复杂构型下多介质流体力学ALE方法

The multi-layered structure media exists in many areas such as inertial confinement fusion (ICF), detonation Physics, elastoplastic physics, astrophysics and the Earth's internal structure. The project will focus on high resolution numerical methods for two-dimensional multi-media and large deformation problems. The main contents are as follows: under the framework of the arbitrary Lagrangian Eulerian (ALE) method, we will research the viscous mechanism which may produce the numerical shock instability, then construct some numerical methods to reduce vorticity errors; We will design a two-dimesional approximate Riemann solver which can keep consistency between a nodal contact velocity and the numerical flux on an edge connected with the node; We will research a new robust ALE method on the two-dimensional cylindrical coordinate system, and keep the numerical solution to preserve the spherical symmtry and conservation simultaneously.
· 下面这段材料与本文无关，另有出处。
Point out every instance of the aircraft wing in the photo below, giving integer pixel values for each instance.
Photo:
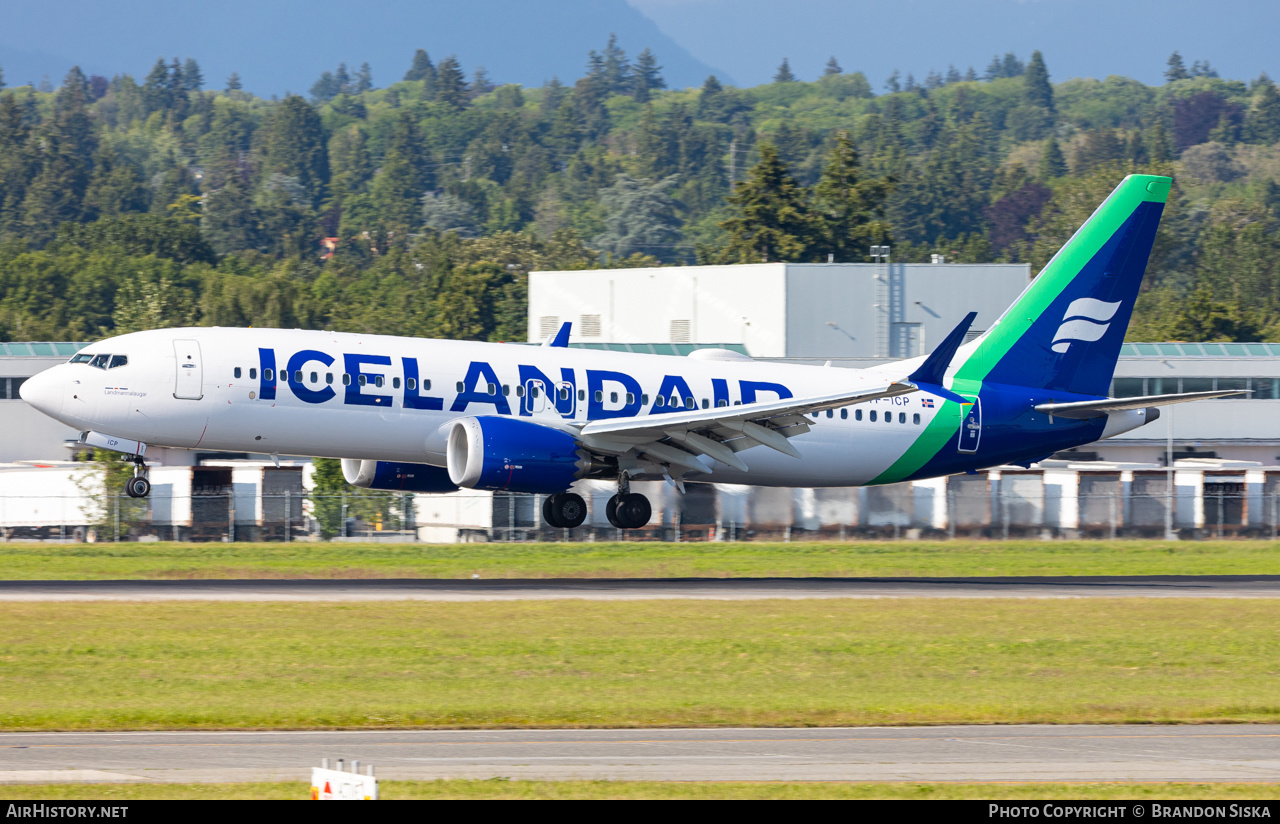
(720, 433)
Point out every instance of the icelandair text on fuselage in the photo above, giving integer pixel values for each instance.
(1120, 810)
(65, 811)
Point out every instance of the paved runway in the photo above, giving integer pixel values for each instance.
(636, 589)
(918, 754)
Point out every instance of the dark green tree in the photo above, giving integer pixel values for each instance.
(849, 206)
(772, 219)
(295, 146)
(398, 188)
(114, 188)
(421, 68)
(1264, 120)
(1040, 91)
(192, 78)
(451, 83)
(1052, 163)
(784, 74)
(647, 77)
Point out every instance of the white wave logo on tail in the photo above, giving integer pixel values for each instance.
(1086, 320)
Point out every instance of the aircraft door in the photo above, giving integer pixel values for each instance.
(188, 380)
(535, 394)
(970, 429)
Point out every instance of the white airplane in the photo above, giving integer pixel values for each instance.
(417, 415)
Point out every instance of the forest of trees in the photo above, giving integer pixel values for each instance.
(419, 206)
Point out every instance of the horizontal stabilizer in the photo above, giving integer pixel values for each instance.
(935, 366)
(1100, 408)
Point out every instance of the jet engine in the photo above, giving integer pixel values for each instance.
(403, 477)
(516, 456)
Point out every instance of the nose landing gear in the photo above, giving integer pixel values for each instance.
(138, 485)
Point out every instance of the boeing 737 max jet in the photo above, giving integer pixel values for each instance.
(417, 415)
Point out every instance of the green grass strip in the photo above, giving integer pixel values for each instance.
(215, 665)
(33, 561)
(566, 790)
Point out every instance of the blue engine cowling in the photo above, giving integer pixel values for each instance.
(403, 477)
(510, 454)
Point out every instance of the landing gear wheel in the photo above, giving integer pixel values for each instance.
(611, 512)
(549, 513)
(568, 508)
(632, 511)
(137, 488)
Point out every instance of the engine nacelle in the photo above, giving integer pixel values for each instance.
(403, 477)
(510, 454)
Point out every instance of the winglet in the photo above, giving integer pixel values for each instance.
(929, 374)
(561, 338)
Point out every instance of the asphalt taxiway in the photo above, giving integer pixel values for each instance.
(638, 589)
(1246, 752)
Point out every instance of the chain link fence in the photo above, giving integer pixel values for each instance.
(1015, 508)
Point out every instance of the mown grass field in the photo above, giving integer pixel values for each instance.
(565, 790)
(145, 665)
(31, 561)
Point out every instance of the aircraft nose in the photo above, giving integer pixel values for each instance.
(44, 392)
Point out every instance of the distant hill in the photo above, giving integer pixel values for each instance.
(284, 45)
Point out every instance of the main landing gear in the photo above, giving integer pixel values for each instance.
(138, 485)
(566, 511)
We will present a simple and robust contact algorithm for non-matching grid on the multi-media slip interface and hope to improve the accuracy of the numerical method; In addition, a model of interaction among multilayer media under the strong impact of shock will be built, the coresponding computer code adapted to the complex configuration of the flow field will be developed, and numerical simulation of the multilayer interaction of strong shock will be carried out. These works will provide parameters to design experimental device in dynamic high pressure, detonation as well as inertial confinement fusion experiments and establish theoretical basis for radiation transport and detonation equation of state experimental measurements.

在惯性约束聚变、爆轰物理、弹塑性物理、天体和地球内部结构等许多领域中，都涉及到多层介质问题。本项目将针对二维多介质大变形问题，开展高精度高分辨率计算方法研究。主要内容有：在任意拉格朗日欧拉(ALE)方法的框架下，研究导致激波产生数值不稳定性的剪切粘性耗散机制，构造能减少涡度误差的数值方法；设计边界通量与节点接触速度相容的二维近似黎曼解法器，抑制由网格与激波方向不一致而导致的非物理现象；研究实用的二维柱坐标流体力学方程组的ALE方法，解决传统方法守恒性、对称性和健壮性难以兼顾的难题；设计简洁、健壮的接触算法，提高滑移界面非匹配网格上的计算能力。构建强冲击波作用下多层介质相互作用模型，编制相应的计算程序，开展多层介质强激波相互作用的数值模拟；为设计动高压、爆轰以及惯性约束聚变等实验装置提供参数，也为开展辐射输运和爆轰状态方程实验测量奠定理论基础。

本项目针对二维多介质大变形问题，开展了高精度高分辨率计算方法研究。主要内容有：在任意拉格朗日欧拉(ALE)方法的框架下，研究了导致激波产生数值不稳定性的内在机制；设计边界通量与节点接触速度相容的二维近似黎曼解法器，抑制由网格与激波方向不一致而导致的非物理现象；研究实用的二维柱坐标流体力学方程组的ALE 方法；设计了简洁、健壮的接触算法，提高滑移界面非匹配网格上的计算能力。构建强冲击波作用下多层介质相互作用模型，编制了相应的计算程序，开展多层介质强激波相互作用的数值模拟；在强冲击实验的数值模拟中取得了良好的计算效果。